Un traqueur contre le dopage technologique
Depuis plusieurs années, le dopage dans les courses cyclistes ne concerne pas uniquement le coureur mais aussi son matériel : on parle de dopage technologique ou mécanique. Afin de lutter contre cette fraude, l'Union cycliste internationale (UCI) a fait appel au Laboratoire d'électronique et de technologie de l'information (Leti) pour développer un système anti-fraude. Ce laboratoire grenoblois faisant partie Commissariat à l'énergie atomique et aux énergies alternatives (CEA) aide depuis plusieurs années les entreprises et organisations sportives. Pour limiter ce type de dopage, le Leti cherche à développer un traqueur magnétique qui détecterait la présence d'un moteur dans le vélo. Chaque moteur émet un signal magnétique qu'il est possible de capter. « Le but est d'équiper tous les vélos d'un traqueur magnétique. Il détecte le champ magnétique d'un moteur et envoie une alerte aux organisateurs », explique Jean-Philippe Gros, chercheur au Leti. De la taille d'une demie-carte bancaire, ce traqueur sera posé à l'extérieur du vélo.

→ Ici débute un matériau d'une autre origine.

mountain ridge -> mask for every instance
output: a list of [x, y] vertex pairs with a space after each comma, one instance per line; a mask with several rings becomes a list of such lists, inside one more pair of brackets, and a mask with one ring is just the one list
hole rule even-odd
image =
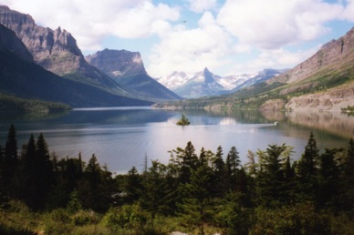
[[53, 74], [36, 64], [15, 32], [0, 24], [0, 93], [71, 107], [143, 106], [141, 101], [104, 92]]
[[173, 72], [170, 76], [155, 78], [177, 95], [185, 98], [220, 96], [266, 81], [286, 69], [266, 68], [254, 74], [221, 77], [205, 67], [196, 73]]
[[86, 56], [86, 59], [137, 97], [151, 101], [181, 99], [148, 75], [139, 52], [106, 48]]

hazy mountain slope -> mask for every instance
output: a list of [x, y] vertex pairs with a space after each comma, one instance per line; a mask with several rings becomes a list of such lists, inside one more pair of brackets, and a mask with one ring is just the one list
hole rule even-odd
[[15, 33], [0, 25], [0, 92], [12, 96], [62, 102], [72, 107], [150, 105], [63, 79], [32, 62]]
[[334, 110], [354, 107], [354, 28], [287, 72], [226, 96], [173, 106], [210, 109]]
[[220, 77], [205, 68], [202, 72], [193, 74], [173, 72], [170, 76], [161, 77], [156, 80], [181, 97], [196, 98], [233, 93], [241, 88], [264, 82], [285, 71], [268, 68], [255, 74]]
[[0, 24], [13, 30], [36, 63], [47, 70], [111, 93], [129, 96], [109, 76], [86, 62], [75, 38], [66, 30], [38, 26], [29, 15], [5, 5], [0, 5]]
[[203, 71], [195, 74], [173, 92], [185, 98], [216, 96], [224, 90], [224, 87], [216, 82], [215, 78], [216, 77], [205, 67]]
[[181, 98], [147, 74], [139, 52], [105, 49], [86, 59], [138, 97], [154, 101]]

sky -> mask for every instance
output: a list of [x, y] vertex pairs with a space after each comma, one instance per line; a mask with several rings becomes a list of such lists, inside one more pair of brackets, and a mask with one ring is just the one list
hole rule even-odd
[[354, 0], [0, 0], [84, 55], [140, 52], [150, 76], [291, 68], [354, 26]]

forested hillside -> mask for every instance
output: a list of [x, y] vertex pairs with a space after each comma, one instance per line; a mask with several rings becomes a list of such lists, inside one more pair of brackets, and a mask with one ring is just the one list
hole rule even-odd
[[[330, 147], [328, 147], [330, 148]], [[1, 234], [352, 234], [354, 141], [320, 153], [309, 133], [299, 160], [286, 143], [248, 152], [171, 150], [167, 165], [114, 175], [49, 154], [43, 134], [0, 148]], [[149, 165], [149, 166], [148, 166]]]

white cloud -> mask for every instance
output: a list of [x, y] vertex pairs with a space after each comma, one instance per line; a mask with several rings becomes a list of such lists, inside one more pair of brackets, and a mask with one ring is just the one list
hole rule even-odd
[[196, 13], [203, 13], [215, 7], [216, 0], [189, 0], [190, 8]]
[[196, 72], [205, 66], [210, 69], [227, 63], [231, 53], [231, 38], [220, 27], [210, 12], [203, 14], [198, 28], [183, 26], [172, 28], [155, 45], [148, 67], [152, 77], [169, 75], [173, 71]]
[[252, 61], [235, 64], [229, 74], [253, 73], [265, 68], [292, 68], [307, 59], [319, 48], [291, 52], [279, 48], [275, 50], [261, 50]]
[[317, 38], [342, 13], [341, 5], [320, 0], [227, 0], [217, 21], [241, 43], [274, 49]]
[[354, 22], [354, 0], [347, 0], [346, 10], [343, 13], [343, 19]]
[[176, 21], [179, 9], [151, 0], [5, 0], [5, 5], [31, 15], [38, 25], [70, 32], [83, 50], [100, 49], [108, 36], [141, 38], [158, 34]]

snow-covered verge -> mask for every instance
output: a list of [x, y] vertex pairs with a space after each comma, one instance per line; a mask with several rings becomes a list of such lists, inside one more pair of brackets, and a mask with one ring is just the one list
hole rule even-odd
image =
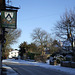
[[6, 66], [6, 65], [3, 65], [2, 67], [4, 67], [4, 68], [6, 68], [7, 69], [7, 71], [6, 71], [6, 74], [7, 75], [18, 75], [18, 73], [17, 72], [15, 72], [11, 67], [8, 67], [8, 66]]
[[11, 62], [11, 63], [20, 63], [20, 64], [29, 64], [29, 65], [41, 66], [41, 67], [44, 67], [44, 68], [47, 68], [47, 69], [59, 70], [59, 71], [62, 71], [62, 72], [68, 72], [72, 75], [75, 75], [75, 68], [61, 67], [60, 65], [53, 66], [53, 65], [49, 65], [48, 63], [30, 62], [30, 61], [15, 60], [15, 59], [3, 60], [3, 62]]

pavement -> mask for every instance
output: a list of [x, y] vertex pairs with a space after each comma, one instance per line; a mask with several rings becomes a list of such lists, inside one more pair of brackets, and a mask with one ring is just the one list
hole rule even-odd
[[8, 67], [6, 65], [2, 66], [2, 75], [19, 75], [15, 70], [13, 70], [11, 67]]

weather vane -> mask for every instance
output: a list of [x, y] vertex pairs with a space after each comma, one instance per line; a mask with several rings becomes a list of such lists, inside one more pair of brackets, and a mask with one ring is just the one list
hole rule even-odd
[[8, 5], [9, 5], [10, 2], [11, 2], [11, 0], [8, 0], [8, 1], [7, 1]]

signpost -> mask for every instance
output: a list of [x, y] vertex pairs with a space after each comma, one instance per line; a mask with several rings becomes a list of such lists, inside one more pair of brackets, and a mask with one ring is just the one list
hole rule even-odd
[[1, 26], [4, 28], [16, 29], [17, 10], [1, 11]]

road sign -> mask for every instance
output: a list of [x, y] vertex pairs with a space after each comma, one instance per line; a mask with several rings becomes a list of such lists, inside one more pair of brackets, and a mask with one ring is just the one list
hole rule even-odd
[[1, 11], [1, 27], [16, 29], [17, 10], [2, 10]]

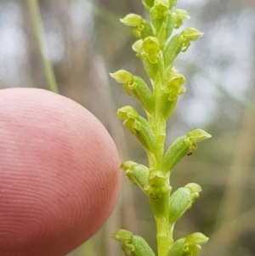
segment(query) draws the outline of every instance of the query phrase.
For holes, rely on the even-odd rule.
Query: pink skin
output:
[[[110,216],[119,156],[82,106],[42,89],[0,90],[0,256],[63,256]]]

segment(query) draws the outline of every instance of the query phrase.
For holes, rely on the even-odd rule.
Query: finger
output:
[[[113,210],[119,157],[86,109],[32,88],[0,91],[0,255],[62,256]]]

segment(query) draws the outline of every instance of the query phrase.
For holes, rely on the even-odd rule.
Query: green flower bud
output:
[[[150,13],[150,9],[153,7],[154,5],[154,0],[142,0],[143,1],[143,4],[146,9],[146,11],[148,13]]]
[[[169,185],[167,177],[158,170],[150,172],[149,175],[149,185],[145,188],[145,191],[159,197],[159,195],[169,192],[171,186]]]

Des failles dans les systèmes existants
Actuellement, l'UCI fait des contrôles ponctuels lors des évènement sportifs. Les agents de l'UCI utilisent des tablettes qu'ils passent devant les parties du vélo en quelques secondes pour détecter de possibles fluctuations de champs magnétique, confirmant la présence d'un moteur. L'UCI a réalisé 40 000 contrôles de ce type en deux ans dont 4 000 sur le Tour de France 2017. Mais ce système connait quelques failles : il détecte des « faux positifs » à savoir qu'il confond par exemple un pédalier et un moteur. De plus, de nouveaux types de moteurs peuvent arriver sur le marché et ne pas être détectés par la tablette. Actuellement, les moteurs se situent le plus aisément dans la barre de selle. Mais certains passionnés arrivent à le cacher dans le pédalier, dans la jante ou même le moyeu de roue. Le fonctionnement d'une course ne facilite pas non plus le contrôle. Les cyclistes peuvent changer de vélo en cours de route pour diverses raisons et il est donc difficile de contrôler en permanence.
Un traqueur plus sensible
Le nouveau traqueur développé doit donc être plus sensible pour éviter la détection des faux-positifs et être posé directement sur le vélo pour avoir un contrôle permanent durant la course. Afin de prévenir les différents risques à venir, le laboratoire fonctionne en deux équipes. La première s'occupe de développer le traqueur, la seconde est chargée de voir comment le contourner.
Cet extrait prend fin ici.